Work out the following division
(i)$\left( {10x - 25} \right) \div 5$
(ii)$\left( {10x - 25} \right) \div \left( {2x - 5} \right)$
(iii)$10y\left( {6y + 21} \right) \div 5\left( {2y + 7} \right)$
(iv)$9{x^2}{y^2}\left( {3z - 24} \right) \div 27xy\left( {z - 8} \right)$
(v)$96abc\left( {3a - 12} \right)\left( {5b - 30} \right) \div 144\left( {a - 4} \right)\left( {b - 6} \right)$

Answer 1

Hint:Here, we will use the factorization process.
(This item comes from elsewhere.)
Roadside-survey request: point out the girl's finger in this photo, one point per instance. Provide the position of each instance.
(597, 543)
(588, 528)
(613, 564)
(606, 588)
All the terms in the question can be expanded into their factors which will result in simplified expression.

Complete step-by-step solution
(i)Expand the terms in the expression $\left( {10x - 25} \right) \div 5$ into their factors.
$\begin{array}{c}
\left( {10x - 25} \right) \div 5 = \dfrac{{5 \times 2 \times x - 5 \times 5}}{5}\\
 = \dfrac{{5\left( {2x - 5} \right)}}{5}\\
 = 2x - 5
\end{array}$
Therefore, $2x - 5$ is the factor.
(ii)Expand the terms in the expression $\left( {10x - 25} \right) \div \left( {2x - 5} \right)$ into their factors.
$\begin{array}{c}
\left( {10x - 25} \right) \div \left( {2x - 5} \right) = \dfrac{{2 \times 5 \times x - 5 \times 5}}{{2x - 5}}\\
 = \dfrac{{5\left( {2x - 5} \right)}}{{2x - 5}}\\
 = 5
\end{array}$
Therefore, $5$ is the factor.
(iii) Expand the terms in the expression $10y\left( {6y + 21} \right) \div 5\left( {2y + 7} \right)$ into their factors.
$\begin{array}{c}
10y\left( {6y + 21} \right) \div 5\left( {2y + 7} \right) = \dfrac{{2 \times 5 \times y\left( {2 \times 3 \times y + \left( {3 \times 7} \right)} \right)}}{{5\left( {2y + 7} \right)}}\\
 = \dfrac{{2 \times 5 \times y \times 3\left( {2y + 7} \right)}}{{5\left( {2y + 7} \right)}}\\
 = 6y
\end{array}$
Therefore, $6y$ is the factor.
(iv)Expand the terms in the expression $9{x^2}{y^2}\left( {3z - 24} \right) \div 27xy\left( {z - 8} \right)$ into their factors.
\[\begin{array}{c}
9{x^2}{y^2}\left( {3z - 24} \right) \div 27xy\left( {z - 8} \right) = \dfrac{{9{x^2}{y^2}\left[ {\left( {3 \times z} \right) - \left( {2 \times 2 \times 2 \times 3} \right)} \right]}}{{27xy\left( {z - 8} \right)}}\\
 = \dfrac{{{x^2}{y^2} \times 3\left[ {z - 8} \right]}}{{3xy\left( {z - 8} \right)}}\\
 = xy
\end{array}\]
Therefore, $xy$ is the factor.
(v) Expand the terms in the expression $96abc\left( {3a - 12} \right)\left( {5b - 30} \right) \div 144\left( {a - 4} \right)\left( {b - 6} \right)$ into their factors.
\[\begin{array}{c}
96abc\left( {3a - 12} \right)\left( {5b - 30} \right) \div 144\left( {a - 4} \right)\left( {b - 6} \right) = \dfrac{{96abc\left( {3 \times a - 3 \times 4} \right)\left( {5 \times b - 2 \times 3 \times 5} \right)}}{{144\left( {a - 4} \right)\left( {b - 6} \right)}}\\
 = \dfrac{{2abc \times 3 \times 5\left( {a - 4} \right)\left( {b - 6} \right)}}{{3\left( {a - 4} \right)\left( {b - 6} \right)}}\\
 = 10abc
\end{array}\]
Therefore, $10abc$ is the factor.

Note: In such types of problems, we will factorize the dividend. The common factors will be cancelled considering that the value of the divisor is not zero. Make sure to check the common terms in the expression so that these terms can be resolved to get the answer.